In preparation for the 20th Annual Patient Celebration, I was asked to be part of a video to be shown at the Gala to talk about how I felt to be able to meet my donor. I said that it is not possible to put ‘thanks’ into words and that the only thing that I can do to thank my donor and everyone, is to be here another day so I can somehow ‘give back’ to my family, my community to the world.

At this same time, a PBS producer from Florida started to work with one of my physicians to bring awareness to the desperate need for Stem Cell Donors and is currently involved in making a documentary titled ‘ Whatever Happened to the War?’ That is of course ‘The War on Cancer’ coined by Reagan. The opening scene of this documentary will be me meeting my donor this past August and the closing scene will be the 21st Annual Patient Celebration Gala in August 2014. I definitely plan to attend!

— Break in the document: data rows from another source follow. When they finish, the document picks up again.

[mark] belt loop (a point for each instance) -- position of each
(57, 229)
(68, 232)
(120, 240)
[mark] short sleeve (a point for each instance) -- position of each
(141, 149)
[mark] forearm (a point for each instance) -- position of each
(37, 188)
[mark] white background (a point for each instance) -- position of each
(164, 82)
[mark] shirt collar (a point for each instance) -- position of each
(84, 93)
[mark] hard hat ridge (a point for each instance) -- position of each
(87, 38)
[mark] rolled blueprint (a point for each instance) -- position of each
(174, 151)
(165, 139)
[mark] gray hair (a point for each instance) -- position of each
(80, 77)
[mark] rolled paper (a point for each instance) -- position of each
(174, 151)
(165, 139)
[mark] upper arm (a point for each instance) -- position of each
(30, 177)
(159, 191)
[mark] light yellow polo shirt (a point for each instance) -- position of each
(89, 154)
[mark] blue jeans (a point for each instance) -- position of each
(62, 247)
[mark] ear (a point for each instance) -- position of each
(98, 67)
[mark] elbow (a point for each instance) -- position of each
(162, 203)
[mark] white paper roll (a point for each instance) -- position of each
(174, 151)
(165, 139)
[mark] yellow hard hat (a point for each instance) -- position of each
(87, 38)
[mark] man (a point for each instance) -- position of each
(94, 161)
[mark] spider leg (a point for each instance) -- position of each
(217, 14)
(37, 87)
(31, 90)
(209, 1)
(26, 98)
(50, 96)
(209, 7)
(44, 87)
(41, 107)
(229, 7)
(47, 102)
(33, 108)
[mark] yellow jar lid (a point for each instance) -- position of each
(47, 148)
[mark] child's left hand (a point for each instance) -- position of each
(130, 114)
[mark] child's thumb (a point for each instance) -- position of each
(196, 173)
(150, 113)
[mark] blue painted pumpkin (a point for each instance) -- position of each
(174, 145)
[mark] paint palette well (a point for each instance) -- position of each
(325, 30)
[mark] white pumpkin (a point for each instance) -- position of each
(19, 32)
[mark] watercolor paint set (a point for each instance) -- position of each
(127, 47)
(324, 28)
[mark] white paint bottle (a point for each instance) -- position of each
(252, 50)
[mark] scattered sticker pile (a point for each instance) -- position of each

Sometimes it happens that someone begins to tell me of a difficulty that they are having and they stop and interject that their difficulty pales in comparison to what I have experienced. I am quick to correct them and remind them that we all come across hurdles and it is not the ‘height’ of the hurdle that deems it more or less significant to ‘clear’ and that collectively, as part of our caring community we can ensure that each of us helps the other to continue along our individual journeys together.

I want to thank you all and for all to know how you have so positively impacted myself and my family and to remind ourselves that such seemingly small gestures such as a smile, a wave or a friendly greeting, can be the spark for an interaction that positively affects some one for the moment, the day, or for the course of his or her life. G’mar Chatimah Tovah, May you be sealed in the Book of Life!